Sentado en el carruaje, Qin Mu se sentía como si estuviera frente al antiguo dios Emperador Celestial, con la piel de gallina. Por supuesto, reprimió su miedo, limitándose a que la nuca se le erizara.
Las banderas de los enormes barcos de la Armada del Río Celestial ondeaban al viento. Cada barco llevaba miles de soldados, en su mayoría semidioses convertidos en deidades y demonios.
Qin Mu miró a lo lejos y sonrió: "Hermano Hong, hay demasiados persiguiéndote. Será mejor que no nos involucres".
Pero Hong de repente subió al Carruaje del Dragón Celestial, riendo: "Tianzun Mu, tú también estás huyendo. ¿Qué más da si me llevas?"
Entró en el carruaje. Qin Mu se esforzó por reprimir el miedo en su corazón. En esta era, el Taidi aún no había sido asesinado por la alianza de Yun Tianzun y los Creadores del Taixu.
El Taidi que Yun Tianzun y los Creadores del Taixu habían matado era solo su cuerpo físico y la mitad de su conciencia divina. El Hong de ahora probablemente era el Taidi en su forma completa.
Qin Mu sintió que la nuca se le iba a cubrir de sudor frío, pero forzó a su cuerpo a no sudar, y sonrió: "¿El amigo Hong Tian, el amigo Hong me conoce?"
Hong se sentó frente a Luo Xiao, miró a Luo Xiao y luego hacia afuera, pareciendo muy nervioso, y dijo: "Hace más de mil años, Tianzun Mu causó un gran revuelo en el Estanque de Jade, resistiendo el ataque de la proyección de la Dama Yuanmu, e incluso bajo la presión de su dao, hirió gravemente a Hao Tianzun de un solo golpe, sacudiendo el mundo. ¿Quién en el mundo no conoce a un hombre que ha hecho algo tan trascendental?"

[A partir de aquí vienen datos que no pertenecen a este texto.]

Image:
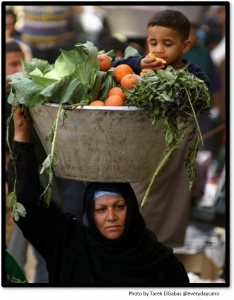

Justo entonces, desde fuera del carruaje llegó otra voz pidiendo ayuda: "¿Es Tianzun Mu? ¡Sálvame!"
Qin Mu, Luo Xiao y Hong miraron hacia afuera y vieron a otro ejército salir de la Puerta Sur del Cielo. Era el ejército de la Escuela del Sur persiguiendo a un apuesto joven.
El joven pisaba el Río Celestial y se dirigía hacia el Carruaje del Dragón Celestial a gran velocidad. Pronto llegó al carruaje y gritó: "¡Rápido, rápido!"
Los ejércitos de las cuatro grandes escuelas del Palacio Celestial estaban bajo el mando de los cuatro grandes Maestros Celestiales. Aunque Qin Mu no sabía quiénes eran los cuatro grandes Maestros Celestiales de la era Longhan, alguien que mereciera ser perseguido por el ejército de la Escuela del Sur debía ser alguien extraordinario.
El Carruaje del Dragón Celestial se alejó a toda velocidad, dejando atrás a la Armada del Río Celestial y a la Escuela del Sur.
Qin Mu usó su conciencia divina para transmitir un mensaje al Qilin Dragón, diciéndole la ubicación de la Tierra Ancestral y ordenándole que se dirigiera allí.
En ese momento, sintió que su conciencia divina estaba siendo sondeada.
Quien lo sondeara era Luo Xiao. La conciencia divina de Luo Xiao era la más evidente. Sentía gran curiosidad por Qin Mu, sabía que su conciencia divina era extremadamente poderosa y muy misteriosa, y parecía conocer muy bien a los Creadores.
Por eso, al sentir la fluctuación de la conciencia divina de Qin Mu, intentó sondearla.
Sin embargo, Qin Mu también sintió una segunda conciencia divina.
¡Esta conciencia divina era extremadamente oculta, casi imperceptible!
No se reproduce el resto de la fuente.